Titles: “Walk at Her Own Risk”
Are pedestrian collisions accidents or crimes? Jikaiah Stevens story about being hit by a car while walking in a crosswalk (while having the right of way) in San Francisco serves as a catalyst to exploring the holes in our legal system surrounding these types of accident.
Everybody who cares about their safety and the the safety of others.
Object of the film:
This film is to raise awareness about pedestrian collisions and how these incidents are handled in San Francisco.
Thoughtful, light-hearted mezzo-piano piece.
Informative, narrative, journalistic.
Jikaiah Stevens has lived in San Francisco her whole life and now she can’t be there, as a result of this accident.

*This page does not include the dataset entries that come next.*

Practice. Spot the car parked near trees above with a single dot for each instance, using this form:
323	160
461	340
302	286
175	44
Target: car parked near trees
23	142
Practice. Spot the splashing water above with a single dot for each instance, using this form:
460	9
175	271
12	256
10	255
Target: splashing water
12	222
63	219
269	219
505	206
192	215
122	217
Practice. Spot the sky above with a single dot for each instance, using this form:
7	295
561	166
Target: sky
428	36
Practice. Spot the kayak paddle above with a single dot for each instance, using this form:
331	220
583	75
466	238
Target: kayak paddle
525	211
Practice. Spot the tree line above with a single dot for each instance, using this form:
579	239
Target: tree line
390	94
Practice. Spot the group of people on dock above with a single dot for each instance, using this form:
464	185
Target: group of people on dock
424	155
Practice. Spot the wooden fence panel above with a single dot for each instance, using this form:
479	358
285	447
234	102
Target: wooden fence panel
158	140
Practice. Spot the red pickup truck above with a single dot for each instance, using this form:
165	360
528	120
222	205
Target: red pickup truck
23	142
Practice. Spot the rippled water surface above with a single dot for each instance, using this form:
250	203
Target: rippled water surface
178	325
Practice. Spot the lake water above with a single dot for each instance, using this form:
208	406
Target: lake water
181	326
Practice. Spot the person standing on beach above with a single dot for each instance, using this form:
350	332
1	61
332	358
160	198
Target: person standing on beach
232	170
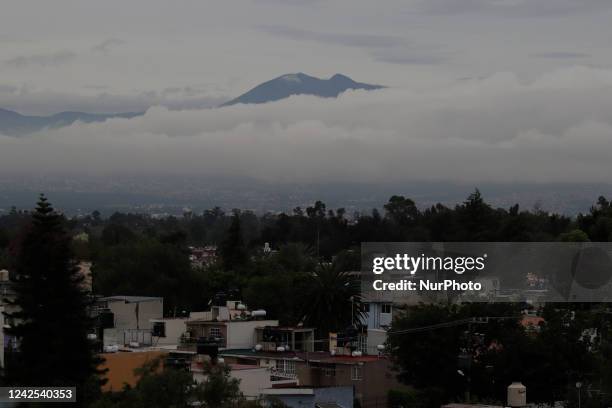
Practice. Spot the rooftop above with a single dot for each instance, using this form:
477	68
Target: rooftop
314	356
130	299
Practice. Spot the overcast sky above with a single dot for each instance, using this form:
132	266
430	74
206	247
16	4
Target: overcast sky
518	89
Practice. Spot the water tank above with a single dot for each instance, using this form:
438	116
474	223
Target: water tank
517	395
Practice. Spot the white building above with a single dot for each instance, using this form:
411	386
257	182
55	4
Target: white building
131	318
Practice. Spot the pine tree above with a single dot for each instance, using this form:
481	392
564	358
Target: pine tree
233	250
51	320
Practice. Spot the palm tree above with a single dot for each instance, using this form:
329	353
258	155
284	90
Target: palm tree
332	299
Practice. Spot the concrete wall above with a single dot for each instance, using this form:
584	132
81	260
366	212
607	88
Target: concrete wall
241	334
307	398
174	329
376	379
252	380
375	318
376	337
136	315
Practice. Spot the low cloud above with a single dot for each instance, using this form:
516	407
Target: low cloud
43	60
105	46
512	8
561	55
498	129
44	102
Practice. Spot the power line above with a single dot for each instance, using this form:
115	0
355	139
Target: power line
454	323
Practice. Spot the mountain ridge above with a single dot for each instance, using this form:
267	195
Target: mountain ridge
15	124
299	83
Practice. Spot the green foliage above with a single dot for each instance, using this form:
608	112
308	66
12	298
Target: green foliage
50	319
172	388
332	299
495	353
233	251
149	267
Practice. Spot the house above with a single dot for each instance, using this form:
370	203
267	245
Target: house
253	379
169	331
271	338
369	376
127	319
312	397
227	334
119	367
228	323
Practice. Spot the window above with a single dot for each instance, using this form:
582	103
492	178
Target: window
159	329
329	371
214	332
286	366
356	373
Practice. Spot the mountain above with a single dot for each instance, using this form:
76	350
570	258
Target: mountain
299	84
16	124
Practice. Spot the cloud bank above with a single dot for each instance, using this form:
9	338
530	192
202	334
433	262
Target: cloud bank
556	128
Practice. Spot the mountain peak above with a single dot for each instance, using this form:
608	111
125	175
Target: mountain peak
299	83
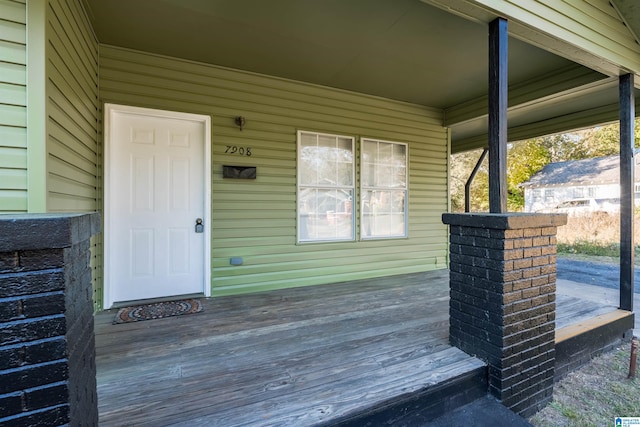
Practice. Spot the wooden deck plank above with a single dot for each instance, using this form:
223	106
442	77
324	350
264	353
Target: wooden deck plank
291	357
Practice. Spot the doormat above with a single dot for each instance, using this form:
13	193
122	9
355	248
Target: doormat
157	310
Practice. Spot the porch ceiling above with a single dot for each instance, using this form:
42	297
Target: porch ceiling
399	49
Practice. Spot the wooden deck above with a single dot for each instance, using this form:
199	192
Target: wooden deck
297	357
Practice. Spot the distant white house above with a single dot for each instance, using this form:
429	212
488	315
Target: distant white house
589	184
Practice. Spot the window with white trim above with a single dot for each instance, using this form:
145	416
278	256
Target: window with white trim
326	187
383	190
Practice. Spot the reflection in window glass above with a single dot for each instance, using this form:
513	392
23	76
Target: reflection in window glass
325	187
384	189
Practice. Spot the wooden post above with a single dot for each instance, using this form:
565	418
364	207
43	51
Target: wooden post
627	169
467	185
498	60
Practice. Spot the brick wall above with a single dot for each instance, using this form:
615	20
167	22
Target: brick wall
502	305
47	349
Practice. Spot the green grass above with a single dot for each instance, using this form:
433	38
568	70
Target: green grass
592	249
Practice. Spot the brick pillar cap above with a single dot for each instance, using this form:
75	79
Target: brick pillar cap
22	232
506	221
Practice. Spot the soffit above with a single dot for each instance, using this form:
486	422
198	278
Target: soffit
405	50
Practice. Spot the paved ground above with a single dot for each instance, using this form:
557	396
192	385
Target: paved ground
593	273
595	281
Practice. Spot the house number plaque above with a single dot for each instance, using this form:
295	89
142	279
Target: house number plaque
241	151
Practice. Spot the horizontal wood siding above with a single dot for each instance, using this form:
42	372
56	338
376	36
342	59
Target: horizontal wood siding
256	219
72	91
591	25
13	106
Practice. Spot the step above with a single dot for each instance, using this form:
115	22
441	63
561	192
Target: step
483	412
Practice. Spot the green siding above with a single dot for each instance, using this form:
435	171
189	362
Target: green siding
13	106
72	121
256	219
72	108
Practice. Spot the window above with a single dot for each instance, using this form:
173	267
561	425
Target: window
578	192
549	195
326	187
383	189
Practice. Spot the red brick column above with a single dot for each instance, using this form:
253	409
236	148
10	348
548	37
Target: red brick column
502	306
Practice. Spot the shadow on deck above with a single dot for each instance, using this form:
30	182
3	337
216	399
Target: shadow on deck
321	355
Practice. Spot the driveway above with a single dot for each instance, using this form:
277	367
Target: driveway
593	273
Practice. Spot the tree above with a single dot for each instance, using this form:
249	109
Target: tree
525	158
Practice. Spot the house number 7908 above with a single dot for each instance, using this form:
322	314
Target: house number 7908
242	151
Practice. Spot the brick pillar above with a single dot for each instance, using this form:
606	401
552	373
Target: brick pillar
502	306
47	348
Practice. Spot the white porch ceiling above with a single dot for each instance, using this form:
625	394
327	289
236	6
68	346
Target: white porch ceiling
399	49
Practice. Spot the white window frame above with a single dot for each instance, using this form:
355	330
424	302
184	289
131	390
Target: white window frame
300	187
363	189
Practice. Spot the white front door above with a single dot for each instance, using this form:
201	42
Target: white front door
155	197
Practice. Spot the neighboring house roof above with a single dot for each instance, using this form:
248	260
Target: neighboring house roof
599	170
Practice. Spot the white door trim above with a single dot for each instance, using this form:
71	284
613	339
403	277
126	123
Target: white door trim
109	111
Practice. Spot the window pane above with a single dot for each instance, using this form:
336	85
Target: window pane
383	214
325	191
385	153
384	189
400	154
325	215
399	177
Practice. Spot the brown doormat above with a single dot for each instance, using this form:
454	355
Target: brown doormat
157	310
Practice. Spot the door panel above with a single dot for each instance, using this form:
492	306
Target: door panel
156	193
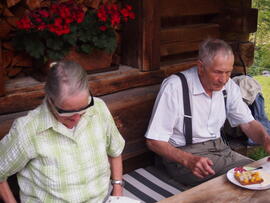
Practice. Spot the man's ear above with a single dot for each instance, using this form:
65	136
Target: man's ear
200	66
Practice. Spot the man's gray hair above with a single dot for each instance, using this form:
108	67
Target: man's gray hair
65	78
211	47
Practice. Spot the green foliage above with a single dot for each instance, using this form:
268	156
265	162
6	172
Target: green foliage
50	32
261	38
265	84
257	153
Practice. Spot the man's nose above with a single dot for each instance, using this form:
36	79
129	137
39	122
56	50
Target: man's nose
223	78
76	117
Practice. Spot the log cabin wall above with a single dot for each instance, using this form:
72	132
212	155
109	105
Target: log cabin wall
163	39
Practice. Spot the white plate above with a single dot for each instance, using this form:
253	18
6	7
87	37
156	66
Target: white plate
261	186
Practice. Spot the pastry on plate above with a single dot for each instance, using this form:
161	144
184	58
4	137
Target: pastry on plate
248	177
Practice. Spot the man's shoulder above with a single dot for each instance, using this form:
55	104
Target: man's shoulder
174	80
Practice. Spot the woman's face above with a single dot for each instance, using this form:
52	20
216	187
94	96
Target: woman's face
76	104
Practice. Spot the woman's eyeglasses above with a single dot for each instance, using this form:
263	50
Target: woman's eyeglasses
68	113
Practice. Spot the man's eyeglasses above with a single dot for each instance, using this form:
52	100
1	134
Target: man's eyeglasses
67	113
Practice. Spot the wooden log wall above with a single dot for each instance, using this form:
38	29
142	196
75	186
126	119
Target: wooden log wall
180	26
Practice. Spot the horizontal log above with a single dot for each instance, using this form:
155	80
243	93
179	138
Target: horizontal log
178	48
21	98
174	8
183	39
189	33
131	110
238	20
174	68
243	52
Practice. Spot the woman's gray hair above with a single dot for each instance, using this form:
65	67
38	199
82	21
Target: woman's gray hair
65	78
210	48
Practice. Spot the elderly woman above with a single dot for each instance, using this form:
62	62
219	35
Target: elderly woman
67	148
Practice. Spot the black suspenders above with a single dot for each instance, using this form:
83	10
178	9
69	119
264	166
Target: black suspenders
187	111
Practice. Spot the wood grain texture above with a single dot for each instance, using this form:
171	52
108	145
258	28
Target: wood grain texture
221	190
21	98
174	8
131	110
188	33
141	38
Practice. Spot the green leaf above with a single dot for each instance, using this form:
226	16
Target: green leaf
86	48
54	43
35	48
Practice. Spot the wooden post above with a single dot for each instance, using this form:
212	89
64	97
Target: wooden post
2	82
141	38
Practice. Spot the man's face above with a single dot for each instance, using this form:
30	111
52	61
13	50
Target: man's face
214	76
76	103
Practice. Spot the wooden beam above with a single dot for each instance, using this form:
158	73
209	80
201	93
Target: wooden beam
2	79
174	68
131	110
183	39
24	98
188	33
141	38
178	47
238	20
243	52
175	8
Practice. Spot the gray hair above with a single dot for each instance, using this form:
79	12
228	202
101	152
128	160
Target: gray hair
65	78
212	47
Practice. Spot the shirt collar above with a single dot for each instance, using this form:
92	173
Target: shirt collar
197	85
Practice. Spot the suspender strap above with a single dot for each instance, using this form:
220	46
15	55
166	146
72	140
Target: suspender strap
222	130
225	99
187	110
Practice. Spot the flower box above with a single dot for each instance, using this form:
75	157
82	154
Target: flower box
52	32
97	61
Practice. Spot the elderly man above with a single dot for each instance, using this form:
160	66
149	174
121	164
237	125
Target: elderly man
66	149
203	154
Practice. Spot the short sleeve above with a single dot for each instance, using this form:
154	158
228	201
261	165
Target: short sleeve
238	111
13	155
165	111
114	141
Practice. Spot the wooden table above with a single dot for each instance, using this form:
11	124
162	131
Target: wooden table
220	189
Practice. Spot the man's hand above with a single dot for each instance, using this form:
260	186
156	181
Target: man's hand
200	166
117	190
266	144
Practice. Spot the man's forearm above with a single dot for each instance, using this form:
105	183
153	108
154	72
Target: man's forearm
5	193
117	174
168	151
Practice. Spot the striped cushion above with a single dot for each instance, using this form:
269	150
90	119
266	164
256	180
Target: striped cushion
146	187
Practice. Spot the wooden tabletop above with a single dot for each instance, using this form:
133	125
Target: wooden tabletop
220	189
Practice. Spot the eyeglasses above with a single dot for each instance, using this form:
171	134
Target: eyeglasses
68	113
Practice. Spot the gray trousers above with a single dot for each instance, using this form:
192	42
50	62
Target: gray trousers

San Francisco a densely populated city of 825,863 people, shares its geographically small area with 900,000 plus vehicles.
Pedestrians in San Francisco are far more likely to be killed in traffic collisions than drivers or their passengers, this accounts for 54% of all traffic fatalities within the city. Comparatively pedestrians nationwide account for only 12% of all those killed in traffic collisions.
There are some things you don’t think about until the day it happens to you. What happened to Jikaiah could happen to any of us.
One day can alter someone’s entire existence.
The top 10 intersections for pedestrian injuries are:
1. Mission and 16th Street
2. Potrero (Poor-Trrrr-air-O) Avenue and 16thStreet
3. Jones Street and Golden Gate Avenue
4. Market and Hyde Street
5. Mission and 18th Streets
6. Noe (No-Ei) /Market/16th Streets
7. Stockton and Ellis Streets
8. Taylor Street and Golden Gate Avenue
9. Columbus Avenue and Broadway
10. Howard and 3rd St
Jikaiah’s incident occurred near one of these intersections. Her house is located just a block from the incident and the Driver’s resides within one block of her house. All the streets surrounding these blocks are one-way streets.
Adding insult to injury Jikaiah has been forced to relive the incident on a daily basis because of the proximity of the intersection to her house.
__(Nicole’s blurb about one-way streets/freeway mentality)
The severity of pedestrian injury is strongly related to the speed of the vehicle at impact.
At a pre-crash speed of 40 MPH, a pedestrian who is hit has an 85% chance of being killed, whereas at 20mph, the likelihood falls to 15%.
California vehicle code states that drivers shall yield the right of way to pedestrians crossing within any marked crosswalk or within any unmarked crosswalk at a intersections, the fines for violating this code are a nominal fee ranging from $371-$155
__(Nicole’s blurb about % of drivers who ARE cited…why? Police don’t cite because typically there are no prosecution)
Leaving the audience with these questions:
Why does there need to be a death to result in possible consequences to the driver’s actions?
Should hitting a pedestrian with your car be considered an accident or a crime?